If you asked wives what first attracted them to their husbands, I’m sure you’d find a great variety of answers. I would have to say that when I fell in love with my husband, part of it was based on his love for kids. It continues to be a joy to me to watch the special kind of fun my children have spending time with their Daddy.
The other day I got out the play-doh for the kids to enjoy and my five year-old Josh told me, “Mommy, while you were gone last night Daddy taught us to be really good at Play-Doh. He taught us to make worms AND snakes! Oh. . . and mustaches.” These are the lessons I sure wouldn’t have thought to teach them. I so appreciate the way my husband’s strengths compliment my own, but it also means learning to let go of always having things done my way. Like the morning I found my daughter wore pajamas and shoes to bed. Only Daddy would have wanted her prepared in case her dreams required running. . . or maybe he was just pretty tired when he got her ready for bed. The other evening at dinner I was fed up with refereeing arguments between Josh and his little sister so I finally said ”Josh, you don’t need to correct your sister. I know you’re right, but she doesn’t understand.” Josh immediately burst into tears and said, “But Mommy, if I don’t tell her when she’s wrong, how will I learn how to be a good daddy?” Josh has definitely seen the teaching and training role of a good father in action.
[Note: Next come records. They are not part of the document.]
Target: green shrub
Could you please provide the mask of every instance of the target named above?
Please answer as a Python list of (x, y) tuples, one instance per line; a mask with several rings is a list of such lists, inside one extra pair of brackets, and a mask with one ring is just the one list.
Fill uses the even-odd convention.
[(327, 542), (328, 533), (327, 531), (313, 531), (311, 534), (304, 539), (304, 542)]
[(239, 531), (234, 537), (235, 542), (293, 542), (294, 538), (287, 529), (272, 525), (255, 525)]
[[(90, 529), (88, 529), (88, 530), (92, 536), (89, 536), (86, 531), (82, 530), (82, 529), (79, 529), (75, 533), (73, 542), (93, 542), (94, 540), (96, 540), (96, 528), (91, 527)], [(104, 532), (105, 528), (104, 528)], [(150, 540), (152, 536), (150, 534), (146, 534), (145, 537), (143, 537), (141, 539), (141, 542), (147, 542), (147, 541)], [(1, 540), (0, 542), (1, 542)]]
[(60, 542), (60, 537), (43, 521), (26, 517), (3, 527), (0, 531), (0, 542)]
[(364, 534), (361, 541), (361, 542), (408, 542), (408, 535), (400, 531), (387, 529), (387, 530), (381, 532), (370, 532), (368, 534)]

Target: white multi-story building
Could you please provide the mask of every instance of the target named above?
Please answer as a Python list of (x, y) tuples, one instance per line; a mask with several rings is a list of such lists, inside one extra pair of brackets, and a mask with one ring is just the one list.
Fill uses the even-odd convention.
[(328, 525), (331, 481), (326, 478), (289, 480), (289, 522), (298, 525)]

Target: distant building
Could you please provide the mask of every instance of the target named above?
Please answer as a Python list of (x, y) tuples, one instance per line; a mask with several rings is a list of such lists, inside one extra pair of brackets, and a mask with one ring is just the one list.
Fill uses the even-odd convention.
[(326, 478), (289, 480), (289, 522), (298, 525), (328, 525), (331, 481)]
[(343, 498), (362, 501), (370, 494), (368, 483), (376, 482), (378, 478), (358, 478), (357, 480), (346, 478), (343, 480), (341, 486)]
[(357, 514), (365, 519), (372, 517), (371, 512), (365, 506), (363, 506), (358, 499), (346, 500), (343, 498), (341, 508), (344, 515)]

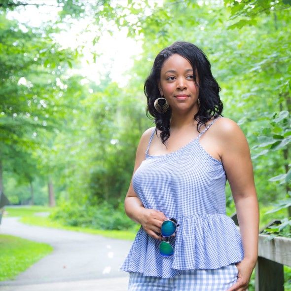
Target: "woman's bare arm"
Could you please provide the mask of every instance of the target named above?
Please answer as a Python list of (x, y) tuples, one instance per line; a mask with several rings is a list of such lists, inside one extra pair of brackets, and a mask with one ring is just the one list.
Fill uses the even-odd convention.
[(229, 291), (247, 290), (257, 258), (259, 211), (250, 149), (247, 140), (234, 121), (223, 118), (219, 126), (221, 161), (229, 182), (244, 249), (244, 259), (237, 264), (237, 282)]
[[(141, 138), (137, 150), (133, 177), (143, 161), (146, 159), (145, 152), (153, 130), (153, 128), (148, 129)], [(160, 211), (145, 208), (134, 191), (132, 185), (132, 179), (125, 197), (124, 208), (127, 216), (134, 221), (141, 224), (144, 229), (150, 236), (155, 239), (160, 239), (160, 237), (157, 235), (156, 232), (160, 232), (162, 223), (167, 218), (164, 214)]]

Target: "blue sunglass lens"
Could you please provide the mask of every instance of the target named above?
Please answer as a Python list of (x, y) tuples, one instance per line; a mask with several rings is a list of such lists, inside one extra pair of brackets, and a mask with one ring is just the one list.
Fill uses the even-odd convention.
[(171, 220), (166, 220), (162, 224), (161, 233), (164, 237), (168, 237), (175, 233), (176, 228), (176, 223)]

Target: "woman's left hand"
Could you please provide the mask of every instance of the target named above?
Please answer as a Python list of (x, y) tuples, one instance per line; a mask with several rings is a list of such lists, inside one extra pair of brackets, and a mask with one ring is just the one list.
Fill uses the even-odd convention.
[(246, 291), (249, 286), (255, 265), (246, 258), (235, 265), (238, 270), (238, 278), (236, 283), (227, 291)]

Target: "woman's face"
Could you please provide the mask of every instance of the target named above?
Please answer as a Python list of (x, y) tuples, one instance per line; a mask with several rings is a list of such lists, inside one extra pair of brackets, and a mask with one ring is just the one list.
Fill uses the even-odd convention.
[[(196, 79), (199, 82), (198, 76)], [(175, 54), (165, 61), (158, 86), (172, 113), (191, 112), (194, 116), (198, 112), (199, 89), (194, 81), (192, 66), (183, 57)]]

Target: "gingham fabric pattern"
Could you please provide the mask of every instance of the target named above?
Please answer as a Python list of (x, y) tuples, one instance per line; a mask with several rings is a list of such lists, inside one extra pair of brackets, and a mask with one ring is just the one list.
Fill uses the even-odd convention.
[(225, 215), (226, 176), (220, 161), (209, 155), (199, 139), (167, 154), (148, 154), (133, 178), (134, 190), (146, 208), (163, 212), (180, 224), (170, 243), (170, 257), (161, 256), (160, 241), (141, 227), (121, 269), (145, 276), (170, 278), (183, 270), (218, 269), (240, 261), (241, 238)]
[(131, 273), (128, 291), (225, 291), (237, 281), (234, 264), (215, 270), (186, 270), (169, 278)]

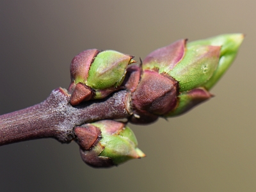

God choses to use such beautiful imagery in the Bible to describe Himself as both a loving, nurturing mother figure and a disciplining, teaching father figure. I know it’s so important that instead of being frustrated at the ways Brian and I naturally do things differently, I learn to value the way God made my husband. And I’m thankful Brian doesn’t expect me to be just like him. Because there’s not much chance I would have thought to teach the boys how to make play-doh mustaches.